Let us now include the variable X_rfsmok3 in the plot and observe the changes.
gsmoke <- ggplot(q2) + aes(x= X_rfsmok3,fill=genhlth) + geom_bar(position = "fill") + facet_grid(.~income2)
gsmoke <- gsmoke + xlab("Income Level per Smoker(Yes/No)") + ylab("Proportion") + scale_fill_brewer(name="Reported Health", palette = "Spectral")
gsmoke
We clearly see a detoriation in the health conditon of smokers irrespective of the income level the person belongs in. Thus this data shows a clear assosiation of smoking with detoriation in the health condition. However we cannot conclude smoking as the cause for detoriating health as the data is observational.
Research quesion 3:
Let us select the variables of interest for our third research question and store in q
, our variables of interest are:
addepev2
X_bmi5cat
sex
Before doing anything else let us have a look at the variables of our interest.
## # A tibble: 2 x 2
## addepev2 Number_in_each_category
## <fct> <int>
## 1 Yes 91249
## 2 No 371851
## # A tibble: 4 x 2
## X_bmi5cat Number_in_each_category
## <fct> <int>
## 1 Underweight 8202
## 2 Normal weight 154253
## 3 Overweight 166425
## 4 Obese 134220
## # A tibble: 2 x 2
## sex Number_in_each_category
## <fct> <int>
## 1 Male 196221
## 2 Female 266879
Now lets plot the two variables BMI Category(X_bmi5cat)) and level of depression disorder(addepev2) in a barplot.
g <- ggplot(q3) + aes(x= X_bmi5cat,fill=addepev2) + geom_bar(position = "fill")
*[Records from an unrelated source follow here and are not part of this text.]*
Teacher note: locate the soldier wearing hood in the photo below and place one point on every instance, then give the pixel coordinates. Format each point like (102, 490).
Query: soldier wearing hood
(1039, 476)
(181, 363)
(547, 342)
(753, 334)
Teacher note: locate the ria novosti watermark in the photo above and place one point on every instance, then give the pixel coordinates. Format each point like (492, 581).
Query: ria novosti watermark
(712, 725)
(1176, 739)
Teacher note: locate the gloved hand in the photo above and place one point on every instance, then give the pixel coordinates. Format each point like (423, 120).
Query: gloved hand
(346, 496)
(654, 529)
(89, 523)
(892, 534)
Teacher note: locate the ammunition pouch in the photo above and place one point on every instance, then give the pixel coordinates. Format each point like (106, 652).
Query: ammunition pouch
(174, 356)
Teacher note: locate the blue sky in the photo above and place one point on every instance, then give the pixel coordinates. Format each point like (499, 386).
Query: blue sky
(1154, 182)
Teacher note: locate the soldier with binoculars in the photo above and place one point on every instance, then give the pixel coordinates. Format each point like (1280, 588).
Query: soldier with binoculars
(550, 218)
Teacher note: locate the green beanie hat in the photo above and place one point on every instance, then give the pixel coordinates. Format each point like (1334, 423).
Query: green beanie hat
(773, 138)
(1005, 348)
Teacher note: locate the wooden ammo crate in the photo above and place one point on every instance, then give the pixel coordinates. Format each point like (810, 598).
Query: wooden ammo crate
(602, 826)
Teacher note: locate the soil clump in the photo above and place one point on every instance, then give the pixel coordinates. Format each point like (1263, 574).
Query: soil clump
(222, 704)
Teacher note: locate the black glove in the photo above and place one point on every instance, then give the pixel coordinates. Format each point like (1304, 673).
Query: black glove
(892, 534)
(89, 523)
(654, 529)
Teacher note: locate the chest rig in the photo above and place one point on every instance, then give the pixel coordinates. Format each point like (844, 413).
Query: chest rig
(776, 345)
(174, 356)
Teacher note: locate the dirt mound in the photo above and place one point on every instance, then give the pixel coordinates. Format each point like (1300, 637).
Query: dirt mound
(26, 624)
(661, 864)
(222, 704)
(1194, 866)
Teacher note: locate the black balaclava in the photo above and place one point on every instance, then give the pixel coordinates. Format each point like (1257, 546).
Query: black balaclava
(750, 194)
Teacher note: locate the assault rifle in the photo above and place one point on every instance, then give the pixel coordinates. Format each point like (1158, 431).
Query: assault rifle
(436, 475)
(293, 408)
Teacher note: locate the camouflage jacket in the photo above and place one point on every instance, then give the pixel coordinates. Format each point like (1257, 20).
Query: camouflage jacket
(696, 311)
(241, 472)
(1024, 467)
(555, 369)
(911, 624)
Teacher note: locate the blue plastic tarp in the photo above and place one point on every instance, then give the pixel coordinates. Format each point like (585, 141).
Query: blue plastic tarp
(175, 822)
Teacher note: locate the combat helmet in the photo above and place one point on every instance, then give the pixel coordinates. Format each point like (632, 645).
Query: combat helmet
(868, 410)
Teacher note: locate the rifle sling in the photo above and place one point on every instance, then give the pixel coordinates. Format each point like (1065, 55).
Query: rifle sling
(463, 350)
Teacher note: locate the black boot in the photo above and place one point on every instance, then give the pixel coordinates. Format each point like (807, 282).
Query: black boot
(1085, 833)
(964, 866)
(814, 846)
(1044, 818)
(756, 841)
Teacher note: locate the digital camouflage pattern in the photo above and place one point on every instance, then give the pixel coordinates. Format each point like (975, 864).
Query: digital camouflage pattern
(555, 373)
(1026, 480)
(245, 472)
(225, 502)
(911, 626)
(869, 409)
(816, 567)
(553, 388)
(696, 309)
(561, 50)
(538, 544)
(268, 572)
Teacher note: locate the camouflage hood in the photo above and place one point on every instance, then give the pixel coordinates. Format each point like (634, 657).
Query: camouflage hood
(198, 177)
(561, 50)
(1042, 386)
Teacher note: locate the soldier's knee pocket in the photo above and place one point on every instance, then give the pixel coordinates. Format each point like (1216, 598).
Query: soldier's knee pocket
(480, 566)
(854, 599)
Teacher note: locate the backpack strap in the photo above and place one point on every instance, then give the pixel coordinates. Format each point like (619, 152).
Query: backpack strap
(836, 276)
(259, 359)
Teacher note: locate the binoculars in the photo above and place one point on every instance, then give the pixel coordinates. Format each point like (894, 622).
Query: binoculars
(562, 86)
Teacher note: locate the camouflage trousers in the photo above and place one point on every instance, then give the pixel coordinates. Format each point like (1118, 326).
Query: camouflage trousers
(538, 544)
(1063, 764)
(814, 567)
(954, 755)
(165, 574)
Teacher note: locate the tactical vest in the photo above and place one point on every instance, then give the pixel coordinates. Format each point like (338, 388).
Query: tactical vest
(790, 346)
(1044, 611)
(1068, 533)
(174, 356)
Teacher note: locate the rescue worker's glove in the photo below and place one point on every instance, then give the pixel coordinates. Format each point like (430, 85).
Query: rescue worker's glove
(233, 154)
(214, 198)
g <- g + xlab("BMI Category") + ylab("Proportion") + scale_fill_brewer(name="Depressive Disorder", palette = "Set1")
g
A difference in the no of people diagnosed with depression clearly varies with the BMI category the person lies in. Clearly underweight and Obese person have a larger probability to be diagnosed with some form of depression mainly because of the prevelant socail norms in the society. However the correlation between BMI and depression disorder cannot be concluded to be causal as the data obtained is observational and not experimental.
Let us now include the variable sex in the plot and observe the changes.
gsex <- ggplot(q3) + aes(x= sex,fill=addepev2) + geom_bar(position = "fill") + facet_grid(.~X_bmi5cat)
gsex <- gsex + xlab("BMI Category(Male/Female)") + ylab("Proportion") + scale_fill_brewer(name="Depressive Disorder", palette = "Spectral")
gsex
We clearly see an increase in probabilty of being diagnosed with depression for females irrespective of the BMI category the person belongs to. This is probably because of the wide spread old social norms we live in which tend to judge females based on their body type. Thus this data shows a clear assosiation of gender with increase in probability of being diagnosed with depression. However we cannot conclude gender as the cause for increase in probabiity of being diagnosed by depression, as the data is observational not experimental.